Introduces resolution to uphold 70 years of precedent
May 14, 2026
Eric Synenberg News

COLUMBUS — State Rep. Eric Synenberg (D-Beachwood) today announced the recent introduction of legislation urging the Supreme Court of Ohio to find the Ohio Code of Judicial Conduct Rule that prohibits judges from endorsing a candidate for office to be constitutional. 

“The moment judges start becoming partisan players is the moment people stop trusting that they are acting impartially. Ohio continues a dangerous trend of injecting partisan influence into our judicial branch. First, by allowing judges to run with party affiliations, and now by overturning 70 years of precedent meant to preserve the integrity and credibility of the judicial system,” said Rep. Synenberg. “Ohio is now the only state in the country that allows judges to endorse legislative and executive political candidates. As Justice Pat Fischer noted in his dissent, the public and the bar deserve better from our state’s highest court.” 

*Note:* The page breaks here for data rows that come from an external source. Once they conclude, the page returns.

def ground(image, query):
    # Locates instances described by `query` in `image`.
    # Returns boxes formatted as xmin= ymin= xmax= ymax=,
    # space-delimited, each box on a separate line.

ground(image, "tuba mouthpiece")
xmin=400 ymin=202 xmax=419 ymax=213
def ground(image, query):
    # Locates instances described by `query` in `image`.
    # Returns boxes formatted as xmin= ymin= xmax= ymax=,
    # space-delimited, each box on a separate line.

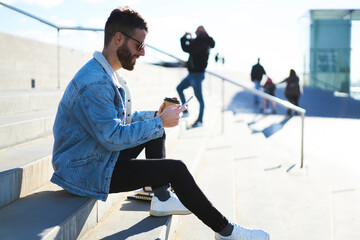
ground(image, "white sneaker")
xmin=150 ymin=193 xmax=191 ymax=217
xmin=215 ymin=224 xmax=270 ymax=240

House Concurrent Resolution (HCR) 43 reaffirms that the Supreme Court of Ohio should have exercised judicial restraint in overturning Ohio’s anti-endorsement rule outlined in Judicial Conduct Rule 4.1(A)(3), when ruling in Disciplinary Counsel v. Rudduck, decided on April 2, 2026. HCR 43 urges the court to reestablish its 70-year-old precedent requiring that judges remain politically independent. 

HCR 43 has been referred to Judiciary Committee.